Bucatini all’amatriciana
A traditional Italian dish:
Bucatini is a tube noodle a little thicker than spaghetti. I frequently use penne in place of bucatini. Amatriciana is a classic Italian sauce that comes from the town of Amatrice, Italy. It is considered a Roman dish (i.e., origins in the city of Rome, not the Roman Empire), because many migrated from Amatrice to Rome in the early 1800s and brought the recipe with them. It is usually made with pancetta. Many American versions substitute traditional bacon for pancetta, but it is just not the same. I highly recommend using pancetta. I might also add that the traditional sauce does not contain mushrooms. I have also made some other subtle changes to what one might consider the traditional sauce. I hope you enjoy.

Pancetta

Bucatini pasta
Ingredients (serves 8):
- 8 tablespoons – extra virgin olive oil
- 2 – large onions, chopped
- ½ pound – pancetta, diced
- 1 pound – button mushrooms, sliced
- 4 cloves – garlic, minced
- 3 14.5-ounce cans – diced tomatoes (I like Hunt’s brand)
- Salt and pepper to taste
- ¼ teaspoon – red pepper flakes
- 2 tablespoons – tomato paste
- ¼ cup – dry white wine (e.g., chardonnay)
- 1 pound – bucatini or penne pasta
- ½ cup – fresh Italian parsley, chopped
- Parmesan cheese, freshly grated to taste
Preparation:
In a large heavy frying pan, heat the oil over medium-high, add the onions, and cook until soft. Add the pancetta and mushrooms and cook until the mushrooms have lost most of their water. Add the garlic and cook an additional minute.

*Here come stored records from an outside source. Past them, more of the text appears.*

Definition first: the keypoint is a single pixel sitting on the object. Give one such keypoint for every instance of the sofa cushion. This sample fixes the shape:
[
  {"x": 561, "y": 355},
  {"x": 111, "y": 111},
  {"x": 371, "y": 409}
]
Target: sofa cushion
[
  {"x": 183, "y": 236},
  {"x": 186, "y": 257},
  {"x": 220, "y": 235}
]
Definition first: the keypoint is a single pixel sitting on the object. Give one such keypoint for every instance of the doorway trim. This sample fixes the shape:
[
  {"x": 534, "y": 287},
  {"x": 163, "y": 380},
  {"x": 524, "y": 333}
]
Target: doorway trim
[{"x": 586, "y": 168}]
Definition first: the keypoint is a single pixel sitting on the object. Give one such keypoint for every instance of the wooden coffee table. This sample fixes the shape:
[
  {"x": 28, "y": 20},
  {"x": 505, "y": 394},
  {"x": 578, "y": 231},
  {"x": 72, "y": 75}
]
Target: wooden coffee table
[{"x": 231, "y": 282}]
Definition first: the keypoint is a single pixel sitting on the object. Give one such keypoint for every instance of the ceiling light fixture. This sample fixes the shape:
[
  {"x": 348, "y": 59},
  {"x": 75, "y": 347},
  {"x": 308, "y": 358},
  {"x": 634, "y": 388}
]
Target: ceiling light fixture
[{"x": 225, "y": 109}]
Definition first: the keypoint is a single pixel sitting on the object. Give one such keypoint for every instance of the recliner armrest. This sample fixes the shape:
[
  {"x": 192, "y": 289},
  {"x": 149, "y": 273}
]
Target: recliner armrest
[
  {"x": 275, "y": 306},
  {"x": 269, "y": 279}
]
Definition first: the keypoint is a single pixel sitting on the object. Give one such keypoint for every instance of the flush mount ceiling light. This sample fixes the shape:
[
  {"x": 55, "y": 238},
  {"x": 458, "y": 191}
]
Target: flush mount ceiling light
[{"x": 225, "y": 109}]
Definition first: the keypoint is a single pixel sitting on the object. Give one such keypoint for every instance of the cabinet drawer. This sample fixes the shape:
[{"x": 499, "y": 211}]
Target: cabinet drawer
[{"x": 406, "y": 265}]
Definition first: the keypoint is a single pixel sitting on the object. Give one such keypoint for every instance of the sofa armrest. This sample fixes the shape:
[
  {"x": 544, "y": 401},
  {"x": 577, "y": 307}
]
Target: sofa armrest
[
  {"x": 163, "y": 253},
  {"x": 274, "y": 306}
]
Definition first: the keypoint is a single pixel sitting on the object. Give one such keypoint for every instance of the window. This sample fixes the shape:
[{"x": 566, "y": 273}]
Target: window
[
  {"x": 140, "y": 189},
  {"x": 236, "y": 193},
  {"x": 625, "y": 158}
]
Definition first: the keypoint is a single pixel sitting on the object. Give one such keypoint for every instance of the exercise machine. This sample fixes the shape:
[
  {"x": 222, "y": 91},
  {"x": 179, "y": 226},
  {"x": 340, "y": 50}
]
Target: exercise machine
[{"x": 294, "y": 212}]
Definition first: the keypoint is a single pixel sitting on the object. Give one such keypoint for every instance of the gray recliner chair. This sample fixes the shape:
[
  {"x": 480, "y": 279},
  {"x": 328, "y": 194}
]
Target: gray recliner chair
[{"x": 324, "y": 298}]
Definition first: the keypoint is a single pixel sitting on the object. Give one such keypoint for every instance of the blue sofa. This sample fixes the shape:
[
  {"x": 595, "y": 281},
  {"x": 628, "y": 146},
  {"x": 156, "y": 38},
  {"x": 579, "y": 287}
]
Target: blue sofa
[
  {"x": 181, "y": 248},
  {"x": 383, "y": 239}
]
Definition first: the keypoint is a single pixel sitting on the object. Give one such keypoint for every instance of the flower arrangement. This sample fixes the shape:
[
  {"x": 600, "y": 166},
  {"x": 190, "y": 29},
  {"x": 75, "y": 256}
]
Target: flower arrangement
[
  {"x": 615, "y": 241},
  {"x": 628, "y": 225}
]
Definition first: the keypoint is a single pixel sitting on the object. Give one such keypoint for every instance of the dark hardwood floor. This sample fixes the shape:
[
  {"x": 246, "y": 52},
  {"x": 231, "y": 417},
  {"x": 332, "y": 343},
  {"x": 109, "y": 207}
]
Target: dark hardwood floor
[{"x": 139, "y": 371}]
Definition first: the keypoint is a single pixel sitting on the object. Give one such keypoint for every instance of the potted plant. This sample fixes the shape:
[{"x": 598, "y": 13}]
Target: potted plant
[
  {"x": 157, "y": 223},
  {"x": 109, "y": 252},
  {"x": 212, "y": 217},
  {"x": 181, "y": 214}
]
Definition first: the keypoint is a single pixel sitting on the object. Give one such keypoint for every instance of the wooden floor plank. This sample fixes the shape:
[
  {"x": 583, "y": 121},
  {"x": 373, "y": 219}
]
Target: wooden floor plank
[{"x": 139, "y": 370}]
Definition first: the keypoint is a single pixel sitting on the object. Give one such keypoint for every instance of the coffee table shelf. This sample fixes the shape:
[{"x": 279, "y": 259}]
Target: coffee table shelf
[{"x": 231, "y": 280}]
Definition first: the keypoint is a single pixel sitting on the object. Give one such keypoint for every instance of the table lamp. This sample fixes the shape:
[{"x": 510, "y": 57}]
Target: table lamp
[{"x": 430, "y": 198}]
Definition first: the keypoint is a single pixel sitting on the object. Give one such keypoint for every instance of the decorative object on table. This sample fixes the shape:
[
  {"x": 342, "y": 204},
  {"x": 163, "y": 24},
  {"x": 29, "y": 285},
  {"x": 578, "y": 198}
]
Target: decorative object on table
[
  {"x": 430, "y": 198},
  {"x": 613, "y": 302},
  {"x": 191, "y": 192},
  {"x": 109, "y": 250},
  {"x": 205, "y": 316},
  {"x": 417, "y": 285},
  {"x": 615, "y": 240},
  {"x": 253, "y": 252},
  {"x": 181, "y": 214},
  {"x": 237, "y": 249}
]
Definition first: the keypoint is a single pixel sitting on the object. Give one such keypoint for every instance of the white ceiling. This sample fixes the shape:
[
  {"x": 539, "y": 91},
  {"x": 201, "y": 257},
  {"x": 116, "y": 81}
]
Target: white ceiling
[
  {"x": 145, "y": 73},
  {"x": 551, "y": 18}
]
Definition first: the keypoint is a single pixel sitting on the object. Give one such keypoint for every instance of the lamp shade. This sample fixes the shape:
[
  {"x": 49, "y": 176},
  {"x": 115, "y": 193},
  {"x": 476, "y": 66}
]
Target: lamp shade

Onions, mushrooms, and pancetta
Add the tomatoes, salt and pepper, pepper flakes, tomato paste, and wine and simmer on medium low for 30 minutes.

Amatriciana sauce
Meanwhile, cook the pasta in boiling water for about 10 minutes (less if you like it al dente). Drain the pasta well and mix with the sauce and parsley.

Chopped parsley
Serve and top with parmesan cheese. Bon appétit.